Hervé Ouattara (H.O) : Avant le CNT, Hervé Ouattara est un fonctionnaire alors après le CNT, j’ai naturellement repris service. Je vaque à mes occupations de fonctionnaire. Actuellement, je suis au ministère de l’administration territoriale. Ça va, je n’ai pas de soucis. De toute façon, j’ai plus de 10 ans de service. Donc je ne peux pas dire que je ne suis pas habitué.

B24 : Parait-il que votre train de vie a changé. Est ce que vous confirmez ?

H.O : Je crois que l’objectif de tout homme, c’est de se battre afin de changer ses conditions de vie. Je crois que ce serait regrettable que moi Hervé, que mon dessein et que mon bon vouloir, c’est de vivre dans la misère toute ma vie. Je crois qu’aujourd’hui, je ne peux pas dire que mes conditions de vie n’ont pas changé et je me suis battu pour que mes lendemains soient meilleurs qu’aujourd’hui.

B24 : Des rumeurs d’enrichissement illicite de certains leaders d’OSC circulent. Est ce que vous faites partie de ceux-là ?

H.O : Qu’est-ce qu’on appelle enrichissement illicite ? C’est ça ma question. Moi je ne sais pas. De toute façon, nous entendons de gauche à droite. Ce sont des questions qui sont chaque fois posées. A ma connaissance et jusqu’à preuve du contraire, personne n’a pu, avec preuve à l’appui, montrer à quel point X ou Y est trempé dans une question d’enrichissement illicite.

Pour moi, je ne vois pas en quoi des OSC pourraient être concernées par ces questions d’enrichissement illicite. Et de toutes les façons, comment ces enrichissements sont arrivés ? Comment ces OSC ont pu s’enrichir ? Alors je ne sais pas ! Je veux mieux comprendre. Personnellement, je veux mieux comprendre et j’attends. Peut-être que vous avez des preuves sur cette question.

B24 : Aujourd’hui il est dit que  vous êtes avocat de la Transition. Estimez-vous qu’on accable la Transition ?

H.O : Je suis avocat de, ni la Transition ni de personne. Seulement, je veux qu’à un moment donné de notre histoire, nous reconnaissions que quelque chose a été fait et si écart il y a, et que cela relève de la justice, que la justice fasse son travail. Mais qu’on ne prenne pas notre temps ou le temps de notre pays pour des questions qui encore nous ramènent derrière.

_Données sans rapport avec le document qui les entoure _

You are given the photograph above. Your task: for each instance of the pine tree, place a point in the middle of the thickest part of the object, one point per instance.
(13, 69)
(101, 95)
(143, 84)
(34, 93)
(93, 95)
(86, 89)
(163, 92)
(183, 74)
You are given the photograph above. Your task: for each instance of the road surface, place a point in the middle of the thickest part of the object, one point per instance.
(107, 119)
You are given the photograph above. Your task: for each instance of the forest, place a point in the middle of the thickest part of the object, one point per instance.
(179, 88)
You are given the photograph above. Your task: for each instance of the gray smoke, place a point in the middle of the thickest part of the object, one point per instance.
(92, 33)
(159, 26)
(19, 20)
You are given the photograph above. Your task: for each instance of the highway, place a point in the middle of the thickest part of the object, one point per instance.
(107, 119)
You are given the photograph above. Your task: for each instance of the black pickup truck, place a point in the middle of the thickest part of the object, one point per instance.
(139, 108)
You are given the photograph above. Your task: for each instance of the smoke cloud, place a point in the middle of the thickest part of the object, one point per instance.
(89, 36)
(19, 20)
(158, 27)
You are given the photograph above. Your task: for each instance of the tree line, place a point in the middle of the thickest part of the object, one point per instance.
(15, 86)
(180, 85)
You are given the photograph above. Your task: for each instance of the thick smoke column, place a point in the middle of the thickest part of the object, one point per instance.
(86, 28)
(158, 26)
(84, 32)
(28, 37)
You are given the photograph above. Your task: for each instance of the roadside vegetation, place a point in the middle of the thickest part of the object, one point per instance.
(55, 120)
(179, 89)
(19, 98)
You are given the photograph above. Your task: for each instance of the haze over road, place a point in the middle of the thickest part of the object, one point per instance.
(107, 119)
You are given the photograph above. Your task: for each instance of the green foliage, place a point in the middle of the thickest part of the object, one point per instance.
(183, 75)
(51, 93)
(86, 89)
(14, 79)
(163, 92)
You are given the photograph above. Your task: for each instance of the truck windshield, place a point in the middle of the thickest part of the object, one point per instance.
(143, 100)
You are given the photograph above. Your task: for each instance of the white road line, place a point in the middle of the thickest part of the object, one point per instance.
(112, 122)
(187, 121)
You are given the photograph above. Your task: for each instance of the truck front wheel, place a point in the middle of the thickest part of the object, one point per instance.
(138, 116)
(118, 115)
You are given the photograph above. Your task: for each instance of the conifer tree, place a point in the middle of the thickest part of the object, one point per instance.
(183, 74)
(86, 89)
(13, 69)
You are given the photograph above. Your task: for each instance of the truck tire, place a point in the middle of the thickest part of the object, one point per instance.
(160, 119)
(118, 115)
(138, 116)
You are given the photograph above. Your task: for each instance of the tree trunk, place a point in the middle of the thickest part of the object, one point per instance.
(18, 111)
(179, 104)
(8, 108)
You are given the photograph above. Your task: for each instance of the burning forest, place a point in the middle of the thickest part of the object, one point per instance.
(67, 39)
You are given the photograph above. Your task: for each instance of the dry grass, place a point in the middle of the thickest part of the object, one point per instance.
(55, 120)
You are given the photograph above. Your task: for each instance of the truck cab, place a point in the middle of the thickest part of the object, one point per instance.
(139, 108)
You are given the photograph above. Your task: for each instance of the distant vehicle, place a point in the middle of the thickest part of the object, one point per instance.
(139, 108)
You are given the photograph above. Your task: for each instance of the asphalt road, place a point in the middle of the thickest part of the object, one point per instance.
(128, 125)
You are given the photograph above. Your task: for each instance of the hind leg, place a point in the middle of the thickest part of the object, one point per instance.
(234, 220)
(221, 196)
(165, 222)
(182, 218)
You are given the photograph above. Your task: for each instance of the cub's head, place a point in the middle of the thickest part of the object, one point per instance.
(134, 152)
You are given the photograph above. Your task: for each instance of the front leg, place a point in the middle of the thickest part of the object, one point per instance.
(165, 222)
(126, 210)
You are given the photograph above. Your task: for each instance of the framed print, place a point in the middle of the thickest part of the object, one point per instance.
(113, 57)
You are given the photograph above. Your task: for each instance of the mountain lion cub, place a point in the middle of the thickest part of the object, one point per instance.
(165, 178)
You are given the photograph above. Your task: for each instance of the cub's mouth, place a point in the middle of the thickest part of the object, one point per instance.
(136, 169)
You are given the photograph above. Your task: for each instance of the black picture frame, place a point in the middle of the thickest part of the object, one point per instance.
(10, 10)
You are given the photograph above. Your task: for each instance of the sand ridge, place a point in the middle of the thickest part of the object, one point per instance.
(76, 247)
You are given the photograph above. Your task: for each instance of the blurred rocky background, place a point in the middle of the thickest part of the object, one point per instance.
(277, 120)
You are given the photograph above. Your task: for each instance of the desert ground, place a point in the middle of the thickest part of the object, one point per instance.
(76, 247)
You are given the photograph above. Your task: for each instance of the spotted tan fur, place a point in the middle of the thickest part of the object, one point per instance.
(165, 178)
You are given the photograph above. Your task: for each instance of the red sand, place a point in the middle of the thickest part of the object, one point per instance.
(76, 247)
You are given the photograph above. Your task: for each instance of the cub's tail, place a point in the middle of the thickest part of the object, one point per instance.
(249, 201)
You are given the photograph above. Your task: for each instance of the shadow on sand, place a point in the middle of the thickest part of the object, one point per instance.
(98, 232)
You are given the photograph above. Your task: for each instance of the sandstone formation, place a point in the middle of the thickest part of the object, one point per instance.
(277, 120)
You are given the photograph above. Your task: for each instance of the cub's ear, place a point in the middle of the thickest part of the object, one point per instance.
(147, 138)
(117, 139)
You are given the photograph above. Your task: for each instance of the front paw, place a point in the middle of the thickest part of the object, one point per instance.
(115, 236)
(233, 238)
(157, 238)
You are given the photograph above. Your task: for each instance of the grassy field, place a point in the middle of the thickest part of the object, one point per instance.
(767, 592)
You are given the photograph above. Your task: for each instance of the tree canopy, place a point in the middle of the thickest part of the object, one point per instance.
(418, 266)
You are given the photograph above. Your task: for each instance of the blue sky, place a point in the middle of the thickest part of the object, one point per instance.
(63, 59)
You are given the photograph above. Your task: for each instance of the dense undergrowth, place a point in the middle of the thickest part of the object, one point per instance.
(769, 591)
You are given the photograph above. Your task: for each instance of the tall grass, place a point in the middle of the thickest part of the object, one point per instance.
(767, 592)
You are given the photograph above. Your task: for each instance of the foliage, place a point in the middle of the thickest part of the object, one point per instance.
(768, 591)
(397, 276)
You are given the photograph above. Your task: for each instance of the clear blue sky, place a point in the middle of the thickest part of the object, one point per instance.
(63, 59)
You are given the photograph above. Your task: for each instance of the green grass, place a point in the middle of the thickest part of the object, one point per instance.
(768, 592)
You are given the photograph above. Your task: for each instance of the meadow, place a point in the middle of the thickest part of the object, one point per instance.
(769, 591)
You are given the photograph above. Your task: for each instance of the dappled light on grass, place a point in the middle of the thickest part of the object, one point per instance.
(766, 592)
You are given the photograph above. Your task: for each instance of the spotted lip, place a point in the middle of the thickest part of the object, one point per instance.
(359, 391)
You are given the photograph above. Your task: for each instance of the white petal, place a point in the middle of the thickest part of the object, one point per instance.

C’est un point de vue que nous avons relevé. Nous avons estimé que si quelque part dans la Transition, il y a des fautes qui ont été commises, alors que ces fautes soient sanctionnées. Nous ne sommes pas contre. Mais de là à ce que le problème de la Transition perdure à n’en point finir, il faut que nous avançons parce que le pays attend beaucoup de nous. Si c’est pour ça on dit que nous sommes avocats de la Transition alors, qu’il en soit ainsi.

B24 : Vous êtes d’accord pour qu’on poursuive les acteurs de la Transition s’ils ont commis des crimes ?

H.O : Là-dessus, on est clair ! On s’est battu pour qu’il y ait plus de justice au Burkina Faso. Il n’y a pas de raisons qu’aujourd’hui, nous soyons contre cela.

B24 : Et s’il y a des révélations vous concernant ?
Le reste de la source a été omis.